You could add the Ottoman empire to the list (though it does not have the idyllic reputation of Moorish Spain): a visit to the old Sultan palaces in Istanbul reveals a storehouse of bribes from the foreign powers who brought along a nice present everytime they wanted something. sic transit gloria mundi.
Posted by: aguy109 | Apr 11, 2006 2:02:20 AM
Perhaps Robin the difficulty lies in ascribing individual psychology to an entire state or society. Experienced from within, states and societies are multi-layered and complex entities. Seen from the distance of time and written into popular history, they can seem to have the qualities of real people: i.e. Rome grew decadent, Islam grew anxious, the Hapsburgs became complacent, etc. States and societies neither think nor nor feel. But it is one particular kind of nostalgia, as you say, to claim that they do.
Posted by: jonathan | Apr 11, 2006 8:30:13 AM
Thanks for the note, Jonathan. I agree, having a bias towards a soft methodological individualism myself. But the sorts of claims that are made about these places is not quite a simple matter of anthropomorphizing large, abstract entities and believing they possess pyschological states, which when done is probably a short hand for something more defensible. The claim that a society is more tolerant or less sexist than another has a few practical, operationalizable meaninings. The distribution of attitudes towards minorities or women can be compared--that is we compare on the basis of different statisical abstractions that are meant to aggregate individual level phenomena. We can also compare say laws, the afforded rights, or other aspects of the institutional topography. These are often more persistent or "sticky" than attitudes. We can use relational properties such as "power". To be sure, we can expect to find serious bigots. The Umayyds did give way to the Almohads who were from within. And we all know what the Hapsburgs gave way to.

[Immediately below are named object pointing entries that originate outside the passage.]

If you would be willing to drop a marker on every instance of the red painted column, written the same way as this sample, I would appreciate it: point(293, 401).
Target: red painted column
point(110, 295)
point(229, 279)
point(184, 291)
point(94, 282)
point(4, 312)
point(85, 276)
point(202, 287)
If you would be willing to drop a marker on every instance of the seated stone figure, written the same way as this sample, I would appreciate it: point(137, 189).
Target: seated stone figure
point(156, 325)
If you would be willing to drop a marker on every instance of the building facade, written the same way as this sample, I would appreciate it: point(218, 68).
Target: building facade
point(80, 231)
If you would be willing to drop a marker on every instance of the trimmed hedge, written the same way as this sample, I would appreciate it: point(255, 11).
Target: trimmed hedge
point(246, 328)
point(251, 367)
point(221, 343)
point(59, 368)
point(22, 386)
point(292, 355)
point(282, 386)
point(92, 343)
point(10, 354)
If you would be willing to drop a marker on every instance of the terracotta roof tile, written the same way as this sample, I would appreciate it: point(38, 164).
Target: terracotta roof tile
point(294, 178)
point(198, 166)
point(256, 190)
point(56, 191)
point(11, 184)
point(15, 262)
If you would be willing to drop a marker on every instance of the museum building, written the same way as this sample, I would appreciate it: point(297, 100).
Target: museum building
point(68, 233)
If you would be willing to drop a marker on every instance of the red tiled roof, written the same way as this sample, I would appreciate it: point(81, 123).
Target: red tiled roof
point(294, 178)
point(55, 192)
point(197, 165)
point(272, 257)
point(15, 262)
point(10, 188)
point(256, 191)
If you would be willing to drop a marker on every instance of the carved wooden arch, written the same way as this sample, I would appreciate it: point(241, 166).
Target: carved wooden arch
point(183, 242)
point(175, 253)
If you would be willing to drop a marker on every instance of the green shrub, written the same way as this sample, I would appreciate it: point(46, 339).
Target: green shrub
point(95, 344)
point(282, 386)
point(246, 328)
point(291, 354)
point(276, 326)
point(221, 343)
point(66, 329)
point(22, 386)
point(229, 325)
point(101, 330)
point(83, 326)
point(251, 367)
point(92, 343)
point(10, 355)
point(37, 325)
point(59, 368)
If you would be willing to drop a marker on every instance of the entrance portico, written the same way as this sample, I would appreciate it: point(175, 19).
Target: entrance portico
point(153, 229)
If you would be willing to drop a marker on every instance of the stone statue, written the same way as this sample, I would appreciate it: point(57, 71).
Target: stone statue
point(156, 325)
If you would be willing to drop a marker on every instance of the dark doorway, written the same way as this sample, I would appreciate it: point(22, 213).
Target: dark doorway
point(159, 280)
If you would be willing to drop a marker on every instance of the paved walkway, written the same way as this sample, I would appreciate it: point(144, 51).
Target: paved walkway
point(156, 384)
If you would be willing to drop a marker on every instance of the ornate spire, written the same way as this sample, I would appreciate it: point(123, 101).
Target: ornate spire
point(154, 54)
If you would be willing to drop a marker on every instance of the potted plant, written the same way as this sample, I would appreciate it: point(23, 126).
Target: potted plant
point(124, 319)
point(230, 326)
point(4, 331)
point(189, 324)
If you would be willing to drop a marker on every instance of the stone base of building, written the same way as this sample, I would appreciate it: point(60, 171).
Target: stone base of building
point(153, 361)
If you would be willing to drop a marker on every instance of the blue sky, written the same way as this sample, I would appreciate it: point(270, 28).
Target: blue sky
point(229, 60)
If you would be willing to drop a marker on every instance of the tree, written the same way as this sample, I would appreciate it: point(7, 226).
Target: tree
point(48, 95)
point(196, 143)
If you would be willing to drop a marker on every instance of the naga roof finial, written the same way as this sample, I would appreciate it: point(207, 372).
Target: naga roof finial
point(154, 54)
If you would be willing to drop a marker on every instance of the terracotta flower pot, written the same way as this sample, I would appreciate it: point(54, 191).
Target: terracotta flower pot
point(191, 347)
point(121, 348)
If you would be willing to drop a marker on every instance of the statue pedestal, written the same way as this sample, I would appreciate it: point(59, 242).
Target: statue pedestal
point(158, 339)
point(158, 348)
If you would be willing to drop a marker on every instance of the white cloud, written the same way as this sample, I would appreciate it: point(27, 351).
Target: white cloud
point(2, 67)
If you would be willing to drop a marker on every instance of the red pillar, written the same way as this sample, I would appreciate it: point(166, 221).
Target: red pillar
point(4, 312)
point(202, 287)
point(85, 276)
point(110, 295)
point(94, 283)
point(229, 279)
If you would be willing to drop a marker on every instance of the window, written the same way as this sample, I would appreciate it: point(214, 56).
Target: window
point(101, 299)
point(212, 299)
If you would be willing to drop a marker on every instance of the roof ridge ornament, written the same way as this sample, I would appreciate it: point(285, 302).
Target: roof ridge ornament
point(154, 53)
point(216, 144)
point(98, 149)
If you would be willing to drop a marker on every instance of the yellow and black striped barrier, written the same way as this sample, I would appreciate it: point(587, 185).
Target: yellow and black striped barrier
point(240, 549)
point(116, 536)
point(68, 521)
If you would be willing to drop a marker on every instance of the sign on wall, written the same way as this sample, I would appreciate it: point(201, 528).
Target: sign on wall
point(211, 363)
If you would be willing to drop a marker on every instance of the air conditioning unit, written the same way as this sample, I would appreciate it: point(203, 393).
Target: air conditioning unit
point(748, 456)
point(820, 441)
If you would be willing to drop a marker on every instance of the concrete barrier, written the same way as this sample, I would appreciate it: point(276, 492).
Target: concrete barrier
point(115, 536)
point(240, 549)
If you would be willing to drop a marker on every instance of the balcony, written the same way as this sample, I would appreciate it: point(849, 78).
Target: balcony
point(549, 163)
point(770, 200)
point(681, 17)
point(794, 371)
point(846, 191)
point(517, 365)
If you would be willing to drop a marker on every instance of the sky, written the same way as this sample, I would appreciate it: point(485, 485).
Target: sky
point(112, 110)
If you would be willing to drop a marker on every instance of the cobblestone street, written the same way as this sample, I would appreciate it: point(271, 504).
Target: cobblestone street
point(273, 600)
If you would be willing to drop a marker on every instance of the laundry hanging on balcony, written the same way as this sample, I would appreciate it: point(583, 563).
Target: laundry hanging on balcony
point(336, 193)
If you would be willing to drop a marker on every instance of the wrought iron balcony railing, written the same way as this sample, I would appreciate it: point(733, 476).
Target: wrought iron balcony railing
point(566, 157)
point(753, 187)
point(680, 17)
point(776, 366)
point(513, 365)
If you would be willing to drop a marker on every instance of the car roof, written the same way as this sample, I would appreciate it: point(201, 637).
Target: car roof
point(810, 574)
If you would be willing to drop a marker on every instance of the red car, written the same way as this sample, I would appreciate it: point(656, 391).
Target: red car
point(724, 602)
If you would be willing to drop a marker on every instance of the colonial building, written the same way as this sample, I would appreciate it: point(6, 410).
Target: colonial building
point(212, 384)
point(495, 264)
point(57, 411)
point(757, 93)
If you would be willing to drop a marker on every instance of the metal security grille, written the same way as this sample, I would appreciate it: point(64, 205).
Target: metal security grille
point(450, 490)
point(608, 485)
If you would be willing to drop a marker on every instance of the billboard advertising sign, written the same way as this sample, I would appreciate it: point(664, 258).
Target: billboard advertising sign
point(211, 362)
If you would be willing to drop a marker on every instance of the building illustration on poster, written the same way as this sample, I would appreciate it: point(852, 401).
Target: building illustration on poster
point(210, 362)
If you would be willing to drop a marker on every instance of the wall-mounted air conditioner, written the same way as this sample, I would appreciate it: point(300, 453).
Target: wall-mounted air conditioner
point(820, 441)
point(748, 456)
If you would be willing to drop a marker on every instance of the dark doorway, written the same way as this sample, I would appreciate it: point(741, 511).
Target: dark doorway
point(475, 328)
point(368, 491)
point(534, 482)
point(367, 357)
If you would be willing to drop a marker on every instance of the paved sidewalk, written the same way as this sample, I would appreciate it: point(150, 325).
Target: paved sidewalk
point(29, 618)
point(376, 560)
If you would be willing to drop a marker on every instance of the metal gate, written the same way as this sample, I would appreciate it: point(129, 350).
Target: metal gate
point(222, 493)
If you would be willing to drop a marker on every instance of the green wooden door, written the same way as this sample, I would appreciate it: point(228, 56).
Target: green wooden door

And we can also find poor implementations of law, etc., different interactions with other laws that require we understand the operation of institutions in a richer way.
I don't think that these comparisons or measures inherently anthropomorphize. And yes, I was engaging in a something else. I don't know quite what to call what's happening when people ascribe a zeitgeist or a temper to the time. But I don't quite think that's anthropomorphosis either, though it is probably nostalgia or some other kind of wish.
Although, I have a hard time thinking of some better than you to work through those questions about culture and society.
Posted by: Robin | Apr 11, 2006 9:52:38 AM
Robin
I believe that Andalus's undoing had both external and internal origins; and none can be played down. The Azteks were obliterated because their weaponry was not nearly as good as the Spanish (which we may call internal reason) but they would not have been obliterated if the Spanish did not invade at all!
That's not actually what I wanted to say most.
My question is, given that no society is literally idyllic. But people in different societies feel different amount of pressure. And the type of pressure depends on what kind of person you are (belief, ethnicity, language) as opposed to the majority (you interact with) and the government.
So we can look up to some society where people were under less pressure. Can't we?
(Oh, and thoughts of cutting out “Wa la ghalib illa Allah” reminds me of something the Talibans did- the thing that earned them their name.)